George Galloway has sympathised with Nigel Farage over his treatment in Edinburgh and condemned First Minister Alex Salmond after an event he described as "pure embarrassment for Scotland".
Speaking exclusively to IBTimes UK, Galloway said Farage's barracking at the hands of a 50-strong mob is "a shape of things to come. It can only cause hatred between English and Scottish people."
Galloway's comments come just weeks after he told IBTimes UK that Farage was a poor man's version of himself, while claiming Ukip followers were "misguided" and, in some cases, racist.
The Respect MP said of the events on Edinburgh's Royal Mile: "I hold no candle for Nigel Farage but if leaders of democratic parties with substantial support are to be driven out of Scotland under police protection, it's not going to be much of an advertisement for visitors and investors.
"The whole event had a very anti-English character, it was very ugly. The language and behaviour of the protesters and the pathetic response of the police, who couldn't even secure a press event held by the third party of the state, doesn't say much for Scotland if it wishes to become independent.
"This kind of roughhouse is only justified against fascist leaders, and Farage is definitely not a fascist."
Turning to Farage's own claim that the protesters were fascists, Galloway continued: "Fascist is not a term you should bandy around lightly but the behaviour of the protesters brought shame on Scotland.
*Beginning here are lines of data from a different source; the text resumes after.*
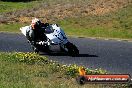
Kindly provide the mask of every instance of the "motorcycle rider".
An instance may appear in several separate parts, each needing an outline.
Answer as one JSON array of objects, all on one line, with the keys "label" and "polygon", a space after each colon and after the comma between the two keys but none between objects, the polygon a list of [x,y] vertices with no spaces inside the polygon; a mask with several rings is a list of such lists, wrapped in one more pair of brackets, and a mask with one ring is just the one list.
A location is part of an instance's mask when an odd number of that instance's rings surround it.
[{"label": "motorcycle rider", "polygon": [[31,25],[29,28],[26,30],[26,37],[28,41],[31,43],[32,48],[34,51],[38,51],[37,49],[37,41],[47,41],[47,37],[44,34],[45,33],[45,28],[47,26],[47,23],[44,24],[42,23],[39,19],[34,18],[31,22]]}]

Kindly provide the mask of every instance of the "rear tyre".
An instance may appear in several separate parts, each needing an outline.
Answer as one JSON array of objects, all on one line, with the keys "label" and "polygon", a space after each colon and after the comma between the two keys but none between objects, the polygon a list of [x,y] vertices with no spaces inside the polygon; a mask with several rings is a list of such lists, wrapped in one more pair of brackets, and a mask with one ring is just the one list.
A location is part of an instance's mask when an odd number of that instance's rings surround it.
[{"label": "rear tyre", "polygon": [[66,48],[68,49],[68,54],[70,56],[78,56],[79,55],[79,50],[74,44],[68,42],[66,44]]}]

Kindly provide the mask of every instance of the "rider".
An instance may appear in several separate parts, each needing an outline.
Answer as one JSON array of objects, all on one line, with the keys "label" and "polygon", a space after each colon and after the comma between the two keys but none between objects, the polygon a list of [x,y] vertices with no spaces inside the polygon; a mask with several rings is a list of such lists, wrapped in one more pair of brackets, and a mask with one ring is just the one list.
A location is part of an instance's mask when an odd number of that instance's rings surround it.
[{"label": "rider", "polygon": [[45,24],[42,23],[39,19],[34,18],[32,20],[31,25],[29,26],[29,28],[26,31],[26,37],[29,40],[29,42],[31,43],[32,46],[34,46],[35,49],[36,48],[36,42],[37,41],[47,41],[47,37],[44,34],[45,33]]}]

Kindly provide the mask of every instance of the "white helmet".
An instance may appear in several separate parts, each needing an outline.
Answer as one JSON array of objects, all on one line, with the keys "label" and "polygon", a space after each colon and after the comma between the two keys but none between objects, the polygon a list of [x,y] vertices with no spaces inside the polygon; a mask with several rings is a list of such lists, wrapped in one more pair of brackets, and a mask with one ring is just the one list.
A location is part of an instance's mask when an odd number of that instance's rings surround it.
[{"label": "white helmet", "polygon": [[33,29],[35,29],[36,27],[40,27],[41,26],[41,21],[37,18],[32,19],[32,23],[31,26]]}]

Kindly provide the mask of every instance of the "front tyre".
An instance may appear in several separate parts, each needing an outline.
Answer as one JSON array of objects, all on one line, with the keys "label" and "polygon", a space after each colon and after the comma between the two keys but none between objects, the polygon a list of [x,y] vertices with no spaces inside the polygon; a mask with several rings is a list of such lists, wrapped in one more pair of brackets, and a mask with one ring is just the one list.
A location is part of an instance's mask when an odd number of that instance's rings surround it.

Farage represents a lot of people in Britain. I wish it were not so but this is a democracy.
"Who's next? If I hold a meeting in Edinburgh is that going to happen to me just because I don't support Scottish independence?"
"Alex Salmond has to make a clear an unequivocal condemnation of it and he hasn't. He feeds on this acrimony on a national basis, on the basis of a border."
When asked if the SNP, through its silence, has implicity endorsed last night's attack, Galloway said simply "yes".
Farage received widespread criticism for hanging up the phone on BBC Scotland interviewer David Miller, who posed difficult questions about Ukip and its prospects in Scotland.
However, far from criticising his political rival, Galloway defended Farage by saying: "I've often felt like hanging up the phone on BBC Scotland myself."
Following Galloway's comments, Salmond issued his own reaction to last night's events.
Referring to Farage and his accusations of a "hate campaign", Salmond said it would be a "great mistake" to take "somebody of that mentality with any degree of seriousness".
He also claimed that "we can frankly do without Ukip" because they "dislike everybody and know absolutely nothing about Scotland."
Refusing to castigate the demonstration, Salmond continues: "If there's been any law-breaking - and that's yet to be established - then obviously we condemn that, as we always do in Scotland, but you've got to get things into context.
"A student demonstration isn't the Dreyfus trial."